Clarissa Tan

Clarissa Tan experiences the greatest show on earth, and laughs

Credit: BBC 
issue 03 August 2013

I watched Top Gear (BBC2, Sunday) for the first time in my life last week (the rock under which I’ve been living is pretty large, practically a boulder). I thought I’d better plug this knowledge gap before it got too embarrassing, seeing that Top Gear is the greatest show on earth, the travelling Big Top de nos jours, a daredevil combo of acrobatic stunts, mechanical wizardry and freakery.

Fakery too, apparently, as it’s emerged that in a recent episode scenes that looked spontaneous were actually staged. These involved flashes of watery chaos, upturned tables and angry diners shaking their fists as an amphibious vehicle hastily built and even more hastily driven by Jeremy Clarkson & co. blasted past a bucolic restaurant by the River Avon, spraying all and sundry. It seems that the diners were actors, and their anger at Clarkson’s ‘Hovervan’ was faux fury.

Well, you could knock me down with a feather. Top Gear is the world’s favourite three-ring circus — what did we expect? Its job is to wow us with whizz-bang antics and tomfoolery, possibly also sleights-of-hand, all ring-mastered by Clarkson and aided by his two clowns James May and Richard Hammond. It’s clear to even an ignorant ingenue like me that large parts of it — the banter, the races, the speed laps, the celebrity interviews — are rehearsed, or at least planned, beforehand. Nobody watches Top Gear for its verisimilitude or because it brings us closer to real life. For that we have Newsnight.

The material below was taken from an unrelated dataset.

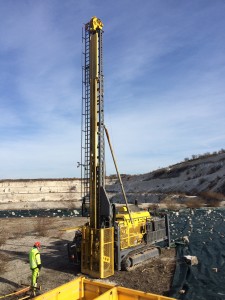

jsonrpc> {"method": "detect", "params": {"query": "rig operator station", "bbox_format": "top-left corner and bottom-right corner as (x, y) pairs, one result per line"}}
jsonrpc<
(8, 17), (174, 300)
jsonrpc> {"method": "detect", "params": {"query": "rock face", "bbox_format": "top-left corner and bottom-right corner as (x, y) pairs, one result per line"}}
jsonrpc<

I was relieved to hear those scenes of soaked bystanders were play-acted, and that no sentient beings were wilfully harmed in the making of the film. In the last episode, in which our three musketeers did an in-depth study of caravanning and compared cars for their towing capabilities, we saw Clarkson and May chucking all kinds of newly bought kit into recycling and rubbish tips, because they’d observed that that was what caravanners seemed to do.